Markanızın mesajını vermekle gürültü yapmak arasındaki ince çizgi

Haymi BEHAR Köşe Yazısı
22 Ekim 2014 Çarşamba

“Harikayız! Mükemmeliz! En kral marka benim!” diye ortalarda gezinmek yerine, markanızın dünyaya kattığı değeri anlatan ikna edici bir hikâye yaratın.

Sorun: Markanızın fark edilmesini istiyorsunuz, fakat bir yandan da markanız gibi fark edilmeyi bekleyen farklı ve rakip markaların çığ gibi içeriklerine karşı mücadele veriyorsunuz.

Çözüm: Markanızın dünyaya kattığı değeri anlatan ikna edici bir hikâye yaratın. Gürültü yapmayın! Farklı, akılda kalan, ikna edici bir hikâyeyle tüm gürültüleri bastırın.

İÇERİK KİRLİLİĞİ PROBLEMİ

Tüketici reklam bombardımanı altında. Tüm duyulara aşırı  yüklenme söz konusu. Tüm mecralarda birçoğu tüketiciler tarafından artık gürültü gibi algılanan çığ gibi içerik birikmiş durumda... WordPress’e günün her dakikasında 250 yeni içerik yükleniyor. Kulağa fazla gelmiyor değil mi? Hesaplayın, her 24 saatte 360 bin yeni içerik eder. Diğer blog kanallarıyla birlikte bu günlük rakam iki milyonları buluyor.

ÇÖZÜM

İçeriğinizin bu kirlilikte kaybolmasına izin vermektense, onu markanızın değerini ortaya koyacak bir mesaj, bir hikâye belirlemek için kullanın. Sadece bir pazarlamacı değil, içten ve samimi bir “içerikle pazarlama profesyoneli” olun. Markalı içeriklerle dijital dünyada kaliteli, kalıcı bir iz bırakın.

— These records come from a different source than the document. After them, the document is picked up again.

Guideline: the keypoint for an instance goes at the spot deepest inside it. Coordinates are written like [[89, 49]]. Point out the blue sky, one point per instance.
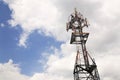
[[33, 35], [9, 49]]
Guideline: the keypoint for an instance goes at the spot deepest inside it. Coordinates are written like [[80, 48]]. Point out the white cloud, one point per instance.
[[50, 17], [10, 71], [2, 25]]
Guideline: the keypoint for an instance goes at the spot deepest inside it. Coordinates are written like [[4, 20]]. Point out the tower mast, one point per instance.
[[85, 67]]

İKNA EDİCİ HİKÂYE YARATMAK

İşte ikna edici hikâyenin bileşenleri:

1. Gerçekçi ve İlgi Çekici Olun:  Kuru bir üsluptan, sıkıcı konulardan uzak durun. Unutmayın, tez değil hazırladığınız. Onun yerine okurların kişiliğinizi görüp hissetmelerine yardımcı olacak bir üslup benimseyin. Olduğunuz gibi olun, kişisel bir şeyler paylaşmaktan da çekinmeyin. Bu paylaşımları okurunuzu bir sonraki cümleyi, bir sonraki paragrafı, hatta bir sonraki makalenizi okumak için sabırsızlandıracak şekilde gerçekleştirin.

2. Doğru Kişilere Ulaşın: Bazen ufak tefek ev ödevleri yapmanız gerekiyor. Topluluğunuz hakkında öğrenmeniz gereken bir takım şeyler var. Nelere ilgi duydukları, nelerden bahsettikleri, birbirleriyle neleri paylaşmaktan hoşlandıkları gibi… Topluluğunuzu oluştururken ve takip ederken hedeflediğiniz kitleyle nasıl bağlantıya geçeceğinizi ve içeriğinizi onlara nasıl okutacağınızı keşfedeceksiniz.

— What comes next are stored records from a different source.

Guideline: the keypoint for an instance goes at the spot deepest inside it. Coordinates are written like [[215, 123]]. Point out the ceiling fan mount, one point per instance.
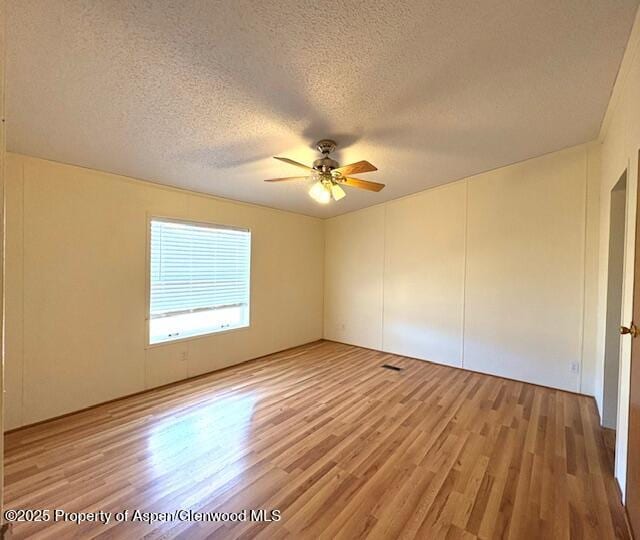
[[327, 174]]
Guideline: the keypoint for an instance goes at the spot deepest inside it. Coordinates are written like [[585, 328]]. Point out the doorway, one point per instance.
[[617, 227]]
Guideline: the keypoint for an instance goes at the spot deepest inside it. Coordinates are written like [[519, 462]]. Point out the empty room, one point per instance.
[[320, 270]]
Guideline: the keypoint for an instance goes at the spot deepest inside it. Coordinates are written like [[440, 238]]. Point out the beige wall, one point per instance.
[[2, 250], [620, 138], [492, 273], [76, 282]]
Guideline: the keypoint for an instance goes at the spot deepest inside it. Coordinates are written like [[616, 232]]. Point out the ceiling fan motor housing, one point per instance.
[[325, 164]]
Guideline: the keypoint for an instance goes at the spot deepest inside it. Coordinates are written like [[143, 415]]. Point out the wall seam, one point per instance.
[[464, 273], [22, 234], [384, 272], [583, 318]]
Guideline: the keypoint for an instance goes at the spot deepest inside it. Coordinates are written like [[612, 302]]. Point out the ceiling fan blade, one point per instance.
[[287, 178], [291, 162], [362, 184], [356, 168]]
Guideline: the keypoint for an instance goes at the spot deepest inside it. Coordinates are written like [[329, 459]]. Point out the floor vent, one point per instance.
[[389, 366]]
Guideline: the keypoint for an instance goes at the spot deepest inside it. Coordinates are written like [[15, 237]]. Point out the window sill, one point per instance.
[[193, 338]]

3. ‘Satış’ Başlangıç Noktanız Değil, Son Hedefiniz Olsun: Güvenilir olduğunuzu ve okurlarınıza yardımcı bilgiler paylaştığınızı göstermeniz gerekiyor. Hikâyenizi oluştururken markanızın yüksek kaliteye sahip olduğunu kanıtlamalı ve kim olduğunuzu gösterecek kadar şeffaf olmalısınız. 

 İkna edici bir hikâyeyi oluşturmanın kolay olduğunu söylemiyorum. Söylediğim tek şey, ikna edici bir hikâye oluşturmanın en iyi yöntem olduğu. Sağda solda kendinizi överek dolaşmak yerine, markanızla ilgili ve dürüst, kim olduğunuzu,  tüketicilerinizin ihtiyaçlarına cevap verecek ürün ve hizmete sahip olduğunuzu anlatan kapsamlı, ilham veren, eğlenceli bir içerik seti hazırlayın ve hedef kitlenize doğru kanallardan ulaştırın. Sonrasında bırakın sizin hikâyenizi onlar paylaşsın. Kendi kendinizi övmenizden çok daha fazla anlam ifade edeceğinden emin olabilirsiniz.

Not: Bu yazıyı hazırlarken Ron Van Peursen’in ‘The Core of Content Marketing’ makalesindeki verilerden esinlendim.